Green’s Dictionary of Slang

scug n.

[public school use scug, ‘a boy of untidy, dirty, or ill-mannered habits; one whose sense of propriety is not fully developed’ Everyday Life in Public Schools (1881)]

a despicable person.

[[UK]C.M. Westmacott Eng. Spy I 82: Come fill the bowl with Bishop up, Clods, Fags, and Skugs, and Muttons.

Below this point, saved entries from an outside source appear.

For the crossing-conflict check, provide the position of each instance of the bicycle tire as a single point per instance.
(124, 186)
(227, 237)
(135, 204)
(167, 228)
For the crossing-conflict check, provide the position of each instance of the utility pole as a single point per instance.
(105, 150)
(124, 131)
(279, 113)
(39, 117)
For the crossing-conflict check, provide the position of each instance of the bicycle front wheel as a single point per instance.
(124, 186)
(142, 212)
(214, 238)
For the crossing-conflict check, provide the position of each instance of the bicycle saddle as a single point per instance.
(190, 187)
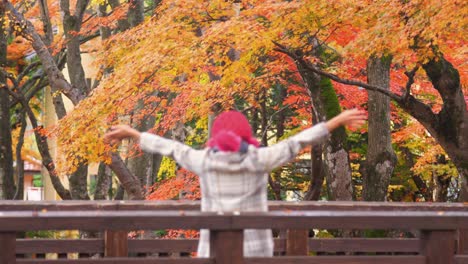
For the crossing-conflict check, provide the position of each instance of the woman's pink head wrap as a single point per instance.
(229, 130)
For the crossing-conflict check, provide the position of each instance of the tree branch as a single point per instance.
(309, 66)
(43, 148)
(56, 78)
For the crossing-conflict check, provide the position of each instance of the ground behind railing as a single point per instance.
(441, 232)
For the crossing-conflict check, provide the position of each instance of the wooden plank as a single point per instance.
(438, 246)
(364, 245)
(110, 220)
(96, 245)
(115, 243)
(131, 220)
(120, 261)
(195, 205)
(461, 259)
(297, 242)
(89, 245)
(339, 260)
(7, 247)
(226, 247)
(352, 220)
(162, 245)
(462, 241)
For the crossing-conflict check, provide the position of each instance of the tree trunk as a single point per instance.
(130, 183)
(71, 24)
(136, 12)
(146, 165)
(103, 182)
(336, 162)
(337, 167)
(380, 158)
(19, 194)
(6, 152)
(418, 181)
(450, 127)
(317, 172)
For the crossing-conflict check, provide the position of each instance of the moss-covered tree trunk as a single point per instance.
(380, 160)
(71, 24)
(6, 153)
(336, 159)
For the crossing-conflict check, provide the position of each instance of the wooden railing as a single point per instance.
(441, 232)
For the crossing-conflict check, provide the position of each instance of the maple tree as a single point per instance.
(78, 27)
(194, 55)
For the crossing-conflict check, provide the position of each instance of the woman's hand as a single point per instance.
(353, 118)
(120, 132)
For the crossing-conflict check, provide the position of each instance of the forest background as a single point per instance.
(171, 66)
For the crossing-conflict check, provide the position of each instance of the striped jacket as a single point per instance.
(235, 181)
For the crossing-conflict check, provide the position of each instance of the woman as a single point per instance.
(233, 169)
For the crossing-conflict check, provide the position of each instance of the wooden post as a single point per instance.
(297, 242)
(227, 246)
(462, 245)
(438, 246)
(115, 243)
(7, 247)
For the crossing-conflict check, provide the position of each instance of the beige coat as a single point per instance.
(235, 181)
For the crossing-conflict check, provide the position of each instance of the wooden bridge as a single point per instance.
(440, 232)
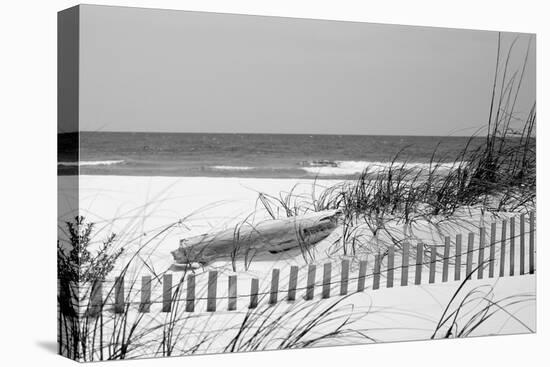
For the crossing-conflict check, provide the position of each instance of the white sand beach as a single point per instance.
(140, 209)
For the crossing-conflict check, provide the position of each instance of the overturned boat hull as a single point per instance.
(246, 241)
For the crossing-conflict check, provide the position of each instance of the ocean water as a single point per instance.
(253, 155)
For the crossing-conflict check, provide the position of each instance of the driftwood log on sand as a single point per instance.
(246, 240)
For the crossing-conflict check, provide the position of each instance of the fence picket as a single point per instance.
(458, 256)
(292, 283)
(531, 243)
(405, 265)
(362, 276)
(167, 293)
(310, 287)
(190, 294)
(419, 258)
(212, 291)
(390, 270)
(232, 293)
(512, 245)
(492, 250)
(327, 273)
(446, 254)
(274, 287)
(119, 295)
(96, 300)
(433, 255)
(344, 278)
(470, 255)
(145, 304)
(502, 265)
(254, 287)
(376, 274)
(522, 244)
(481, 253)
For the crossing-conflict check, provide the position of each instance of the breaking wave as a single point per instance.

Note, Scug or Skug, a lower boy in the school, relating to sluggish].
[UK]Wodehouse Mike & Psmith [ebook] ‘[A] certain scug in the next village to ours happened last year to collar a Balliol—’.
[UK]Wodehouse Psmith Journalist (1993) 258: We’ve been saying in the paper what an out-size in scugs the merchant must be who owns those tenements.
[UK]S. Horler Lady with the Limp 147: Nothing would have pleased him more than to try to knock this scug’s block off.
[UK]N. Mitford Noblesse Oblige (1980) 87: I mean slang in the sense of a tribal patois (e.g. scug, an inconsiderable or unworthy person).
[UK]J.P. Carstairs Concrete Kimono 177: I always said you were a scug at Eton and scug you still are.